Avec près d’un million de tonnes produites par an, le géant démographique africain fait pâle figure par rapport à l’Indonésie, premier producteur mondial avec plus de 20 millions de tonnes par an. Les Nigérians étaient pourtant à l’indépendance de leur pays le leader mondial de l’huile de palme, assurant près de la moitié de la production planétaire. Mais lorsque la culture est devenue vraiment rentable, tirée par les formidables croissances économiques et démographiques de la Chine et de l’Inde, l’Asie a rapidement supplanté l’Afrique, qui est pourtant le berceau de l’huile de palme. L’Afrique pourrait pourtant rapidement rattraper le temps perdu. Mais évitera-t-elle les erreurs de l’Asie, avec une déforestation irrémédiable?

 


C’est bien le souci des écologistes, qui pointent du doigt les erreurs déjà commises, comme par exemple au Cameroun avec la société américaine Herakles. Les «Verts» ont raison. Il est important de défendre la biodiversité, l’habitat des chimpanzés et des papillons. L’avenir de notre planète passe par la défense de l’environnement. Et la vigilance reste de mise face à des multinationales qui pratiquent la course au profit immédiat et la politique de la terre brûlée.

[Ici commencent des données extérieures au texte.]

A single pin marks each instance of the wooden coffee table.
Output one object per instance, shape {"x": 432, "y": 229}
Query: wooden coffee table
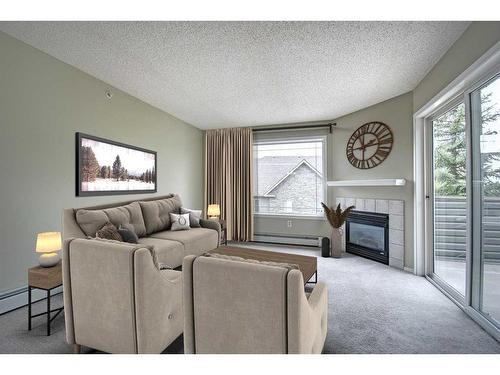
{"x": 307, "y": 265}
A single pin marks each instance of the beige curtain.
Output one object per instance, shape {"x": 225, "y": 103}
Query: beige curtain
{"x": 228, "y": 179}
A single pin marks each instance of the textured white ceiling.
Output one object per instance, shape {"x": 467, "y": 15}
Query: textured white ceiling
{"x": 230, "y": 74}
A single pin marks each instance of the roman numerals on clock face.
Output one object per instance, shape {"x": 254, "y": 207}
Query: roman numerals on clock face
{"x": 369, "y": 145}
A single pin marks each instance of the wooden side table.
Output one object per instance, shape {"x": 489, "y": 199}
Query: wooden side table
{"x": 223, "y": 232}
{"x": 45, "y": 278}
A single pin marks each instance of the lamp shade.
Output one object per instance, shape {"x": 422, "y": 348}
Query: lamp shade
{"x": 48, "y": 242}
{"x": 213, "y": 210}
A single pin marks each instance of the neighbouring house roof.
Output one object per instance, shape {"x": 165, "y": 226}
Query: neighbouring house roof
{"x": 273, "y": 170}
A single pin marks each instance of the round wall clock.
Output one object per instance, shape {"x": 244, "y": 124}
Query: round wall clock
{"x": 369, "y": 145}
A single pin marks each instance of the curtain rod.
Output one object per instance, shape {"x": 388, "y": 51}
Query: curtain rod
{"x": 330, "y": 125}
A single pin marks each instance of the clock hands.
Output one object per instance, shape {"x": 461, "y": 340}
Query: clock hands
{"x": 364, "y": 146}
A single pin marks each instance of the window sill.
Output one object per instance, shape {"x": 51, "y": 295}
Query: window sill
{"x": 288, "y": 217}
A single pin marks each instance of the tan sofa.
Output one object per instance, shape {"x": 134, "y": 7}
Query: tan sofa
{"x": 238, "y": 306}
{"x": 121, "y": 297}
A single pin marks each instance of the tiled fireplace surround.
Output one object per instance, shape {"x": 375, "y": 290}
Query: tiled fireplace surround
{"x": 395, "y": 209}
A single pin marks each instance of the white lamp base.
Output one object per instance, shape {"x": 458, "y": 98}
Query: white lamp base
{"x": 49, "y": 259}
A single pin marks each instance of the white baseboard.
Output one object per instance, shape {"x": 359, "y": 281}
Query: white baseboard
{"x": 288, "y": 240}
{"x": 408, "y": 269}
{"x": 17, "y": 298}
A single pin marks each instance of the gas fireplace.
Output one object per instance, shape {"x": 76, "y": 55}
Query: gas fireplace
{"x": 367, "y": 235}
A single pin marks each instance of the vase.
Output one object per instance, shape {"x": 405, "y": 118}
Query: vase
{"x": 336, "y": 242}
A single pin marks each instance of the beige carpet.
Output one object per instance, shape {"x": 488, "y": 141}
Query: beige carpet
{"x": 372, "y": 309}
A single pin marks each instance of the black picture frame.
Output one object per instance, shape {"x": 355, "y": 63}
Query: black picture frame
{"x": 83, "y": 193}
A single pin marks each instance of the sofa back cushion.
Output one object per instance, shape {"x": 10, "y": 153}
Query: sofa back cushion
{"x": 157, "y": 213}
{"x": 92, "y": 220}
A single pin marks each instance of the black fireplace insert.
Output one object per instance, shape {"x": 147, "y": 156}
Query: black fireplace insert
{"x": 367, "y": 235}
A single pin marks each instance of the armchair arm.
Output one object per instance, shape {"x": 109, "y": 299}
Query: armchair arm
{"x": 211, "y": 224}
{"x": 307, "y": 317}
{"x": 318, "y": 300}
{"x": 158, "y": 304}
{"x": 99, "y": 283}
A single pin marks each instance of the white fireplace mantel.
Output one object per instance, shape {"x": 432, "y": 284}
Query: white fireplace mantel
{"x": 375, "y": 182}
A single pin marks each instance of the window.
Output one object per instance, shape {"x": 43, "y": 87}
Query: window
{"x": 289, "y": 176}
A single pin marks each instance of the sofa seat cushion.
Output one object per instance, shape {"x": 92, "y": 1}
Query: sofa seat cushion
{"x": 92, "y": 220}
{"x": 166, "y": 253}
{"x": 196, "y": 241}
{"x": 157, "y": 213}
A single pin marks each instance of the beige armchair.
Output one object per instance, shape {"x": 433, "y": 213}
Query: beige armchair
{"x": 238, "y": 306}
{"x": 117, "y": 300}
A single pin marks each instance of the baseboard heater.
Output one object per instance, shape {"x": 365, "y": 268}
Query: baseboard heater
{"x": 313, "y": 241}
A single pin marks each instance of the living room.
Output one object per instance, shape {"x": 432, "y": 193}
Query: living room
{"x": 249, "y": 187}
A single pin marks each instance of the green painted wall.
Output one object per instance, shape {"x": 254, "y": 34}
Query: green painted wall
{"x": 43, "y": 102}
{"x": 472, "y": 44}
{"x": 395, "y": 112}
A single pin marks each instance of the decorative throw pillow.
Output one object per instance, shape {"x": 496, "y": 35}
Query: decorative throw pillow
{"x": 109, "y": 232}
{"x": 194, "y": 216}
{"x": 179, "y": 222}
{"x": 128, "y": 234}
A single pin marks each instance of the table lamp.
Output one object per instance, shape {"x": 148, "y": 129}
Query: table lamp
{"x": 213, "y": 211}
{"x": 48, "y": 244}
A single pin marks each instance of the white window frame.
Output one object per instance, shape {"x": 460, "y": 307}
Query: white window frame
{"x": 486, "y": 67}
{"x": 324, "y": 150}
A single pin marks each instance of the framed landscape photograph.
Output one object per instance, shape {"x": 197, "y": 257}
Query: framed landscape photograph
{"x": 105, "y": 167}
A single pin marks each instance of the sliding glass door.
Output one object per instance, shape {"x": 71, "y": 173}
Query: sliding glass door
{"x": 464, "y": 200}
{"x": 449, "y": 197}
{"x": 485, "y": 110}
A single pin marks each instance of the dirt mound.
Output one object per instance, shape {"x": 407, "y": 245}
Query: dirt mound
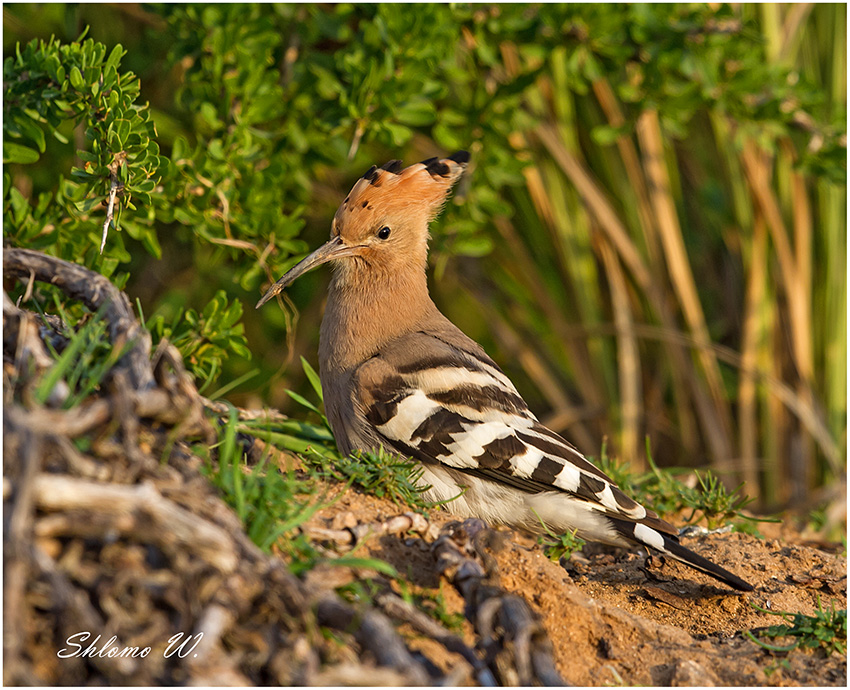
{"x": 611, "y": 620}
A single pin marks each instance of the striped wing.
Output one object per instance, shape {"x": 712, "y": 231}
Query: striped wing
{"x": 439, "y": 402}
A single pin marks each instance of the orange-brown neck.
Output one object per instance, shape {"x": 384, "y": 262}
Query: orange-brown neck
{"x": 368, "y": 306}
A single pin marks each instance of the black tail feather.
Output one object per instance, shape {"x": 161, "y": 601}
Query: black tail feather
{"x": 669, "y": 545}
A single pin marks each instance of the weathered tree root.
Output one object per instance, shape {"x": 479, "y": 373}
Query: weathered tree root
{"x": 95, "y": 291}
{"x": 515, "y": 644}
{"x": 103, "y": 537}
{"x": 111, "y": 541}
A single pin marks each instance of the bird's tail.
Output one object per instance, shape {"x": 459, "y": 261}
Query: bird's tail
{"x": 669, "y": 545}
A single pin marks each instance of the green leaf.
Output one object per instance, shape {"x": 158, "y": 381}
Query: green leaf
{"x": 77, "y": 78}
{"x": 114, "y": 57}
{"x": 16, "y": 153}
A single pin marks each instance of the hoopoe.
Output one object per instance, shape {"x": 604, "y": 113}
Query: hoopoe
{"x": 397, "y": 373}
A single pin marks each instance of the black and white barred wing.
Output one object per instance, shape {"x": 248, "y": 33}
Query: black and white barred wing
{"x": 441, "y": 403}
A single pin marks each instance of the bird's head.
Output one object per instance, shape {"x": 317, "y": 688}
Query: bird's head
{"x": 382, "y": 225}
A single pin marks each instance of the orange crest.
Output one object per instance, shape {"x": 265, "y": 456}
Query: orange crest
{"x": 391, "y": 195}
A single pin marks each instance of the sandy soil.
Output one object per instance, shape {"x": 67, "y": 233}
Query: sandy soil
{"x": 615, "y": 621}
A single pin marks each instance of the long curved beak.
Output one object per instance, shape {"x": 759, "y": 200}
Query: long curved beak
{"x": 334, "y": 249}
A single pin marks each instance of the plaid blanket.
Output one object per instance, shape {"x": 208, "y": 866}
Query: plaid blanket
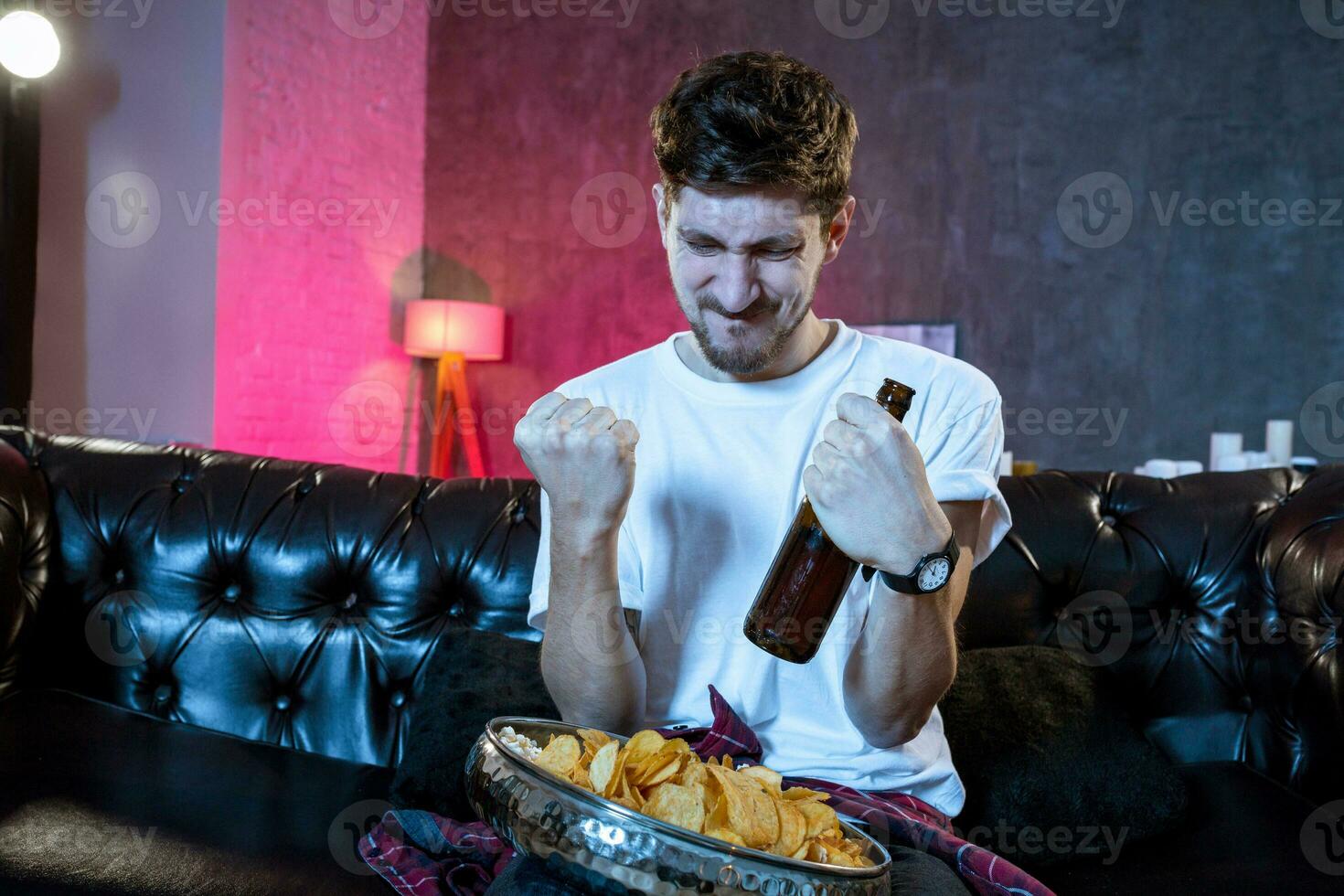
{"x": 425, "y": 855}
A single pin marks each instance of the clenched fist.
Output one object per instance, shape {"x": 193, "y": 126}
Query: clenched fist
{"x": 582, "y": 455}
{"x": 869, "y": 488}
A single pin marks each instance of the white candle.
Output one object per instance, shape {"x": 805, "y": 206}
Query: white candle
{"x": 1278, "y": 441}
{"x": 1221, "y": 445}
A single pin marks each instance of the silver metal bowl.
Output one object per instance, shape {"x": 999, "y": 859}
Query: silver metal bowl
{"x": 606, "y": 848}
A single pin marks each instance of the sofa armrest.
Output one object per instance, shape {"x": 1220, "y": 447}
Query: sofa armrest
{"x": 25, "y": 552}
{"x": 1297, "y": 658}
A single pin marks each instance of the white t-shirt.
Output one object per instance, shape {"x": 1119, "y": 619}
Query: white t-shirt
{"x": 718, "y": 481}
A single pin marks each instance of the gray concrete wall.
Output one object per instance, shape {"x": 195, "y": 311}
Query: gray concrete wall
{"x": 123, "y": 334}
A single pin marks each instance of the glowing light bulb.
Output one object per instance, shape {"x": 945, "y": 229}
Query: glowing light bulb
{"x": 28, "y": 45}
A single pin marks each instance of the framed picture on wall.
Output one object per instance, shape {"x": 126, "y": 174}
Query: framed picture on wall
{"x": 940, "y": 336}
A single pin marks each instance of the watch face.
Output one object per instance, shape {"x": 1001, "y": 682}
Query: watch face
{"x": 934, "y": 575}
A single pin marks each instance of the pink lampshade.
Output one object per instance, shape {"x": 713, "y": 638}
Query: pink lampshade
{"x": 438, "y": 325}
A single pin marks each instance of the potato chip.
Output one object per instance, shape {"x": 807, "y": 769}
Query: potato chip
{"x": 560, "y": 755}
{"x": 603, "y": 766}
{"x": 794, "y": 827}
{"x": 643, "y": 744}
{"x": 769, "y": 776}
{"x": 677, "y": 805}
{"x": 743, "y": 806}
{"x": 820, "y": 817}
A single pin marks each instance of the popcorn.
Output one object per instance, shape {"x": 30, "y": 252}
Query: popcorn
{"x": 522, "y": 744}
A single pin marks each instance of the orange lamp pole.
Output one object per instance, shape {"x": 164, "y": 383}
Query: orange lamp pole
{"x": 452, "y": 398}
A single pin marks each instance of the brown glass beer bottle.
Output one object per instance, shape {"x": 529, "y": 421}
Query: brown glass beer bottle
{"x": 809, "y": 575}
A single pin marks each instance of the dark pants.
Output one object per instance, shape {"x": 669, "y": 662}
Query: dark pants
{"x": 912, "y": 872}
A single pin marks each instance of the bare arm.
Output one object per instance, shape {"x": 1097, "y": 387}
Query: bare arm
{"x": 589, "y": 658}
{"x": 583, "y": 458}
{"x": 906, "y": 656}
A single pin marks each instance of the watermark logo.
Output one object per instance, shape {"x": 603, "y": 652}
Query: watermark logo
{"x": 1095, "y": 627}
{"x": 609, "y": 211}
{"x": 1326, "y": 17}
{"x": 1323, "y": 838}
{"x": 1097, "y": 209}
{"x": 1026, "y": 10}
{"x": 852, "y": 19}
{"x": 123, "y": 211}
{"x": 366, "y": 420}
{"x": 1323, "y": 420}
{"x": 368, "y": 19}
{"x": 351, "y": 825}
{"x": 122, "y": 630}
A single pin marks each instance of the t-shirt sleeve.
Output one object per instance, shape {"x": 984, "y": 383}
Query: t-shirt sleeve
{"x": 629, "y": 571}
{"x": 963, "y": 465}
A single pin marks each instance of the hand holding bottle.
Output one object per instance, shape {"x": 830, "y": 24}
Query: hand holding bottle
{"x": 869, "y": 488}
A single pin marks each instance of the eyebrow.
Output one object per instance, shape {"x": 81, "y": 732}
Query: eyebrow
{"x": 785, "y": 238}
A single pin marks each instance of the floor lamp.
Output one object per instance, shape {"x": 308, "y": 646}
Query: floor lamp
{"x": 454, "y": 332}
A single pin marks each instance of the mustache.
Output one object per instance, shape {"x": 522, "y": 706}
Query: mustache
{"x": 750, "y": 312}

Mais l’Afrique ne doit pas être la «réserve naturelle» des Occidentaux, hyperindustrialisés, dévorés par un immense sentiment de culpabilité post-colonialiste et brusquement passionnés par l’écologie dans les pays du Sud. Le continent africain doit rapidement se développer pour tirer de la pauvreté des centaines de millions d’habitants. Oui, l’Afrique devra couper des arbres. Comme l’ont fait avant elle l’Europe, les Etats-Unis et la Chine lors de leurs révolutions industrielles. Mais il ne faudra pas en couper trop. La tant vantée «sagesse africaine» sera mise à contribution.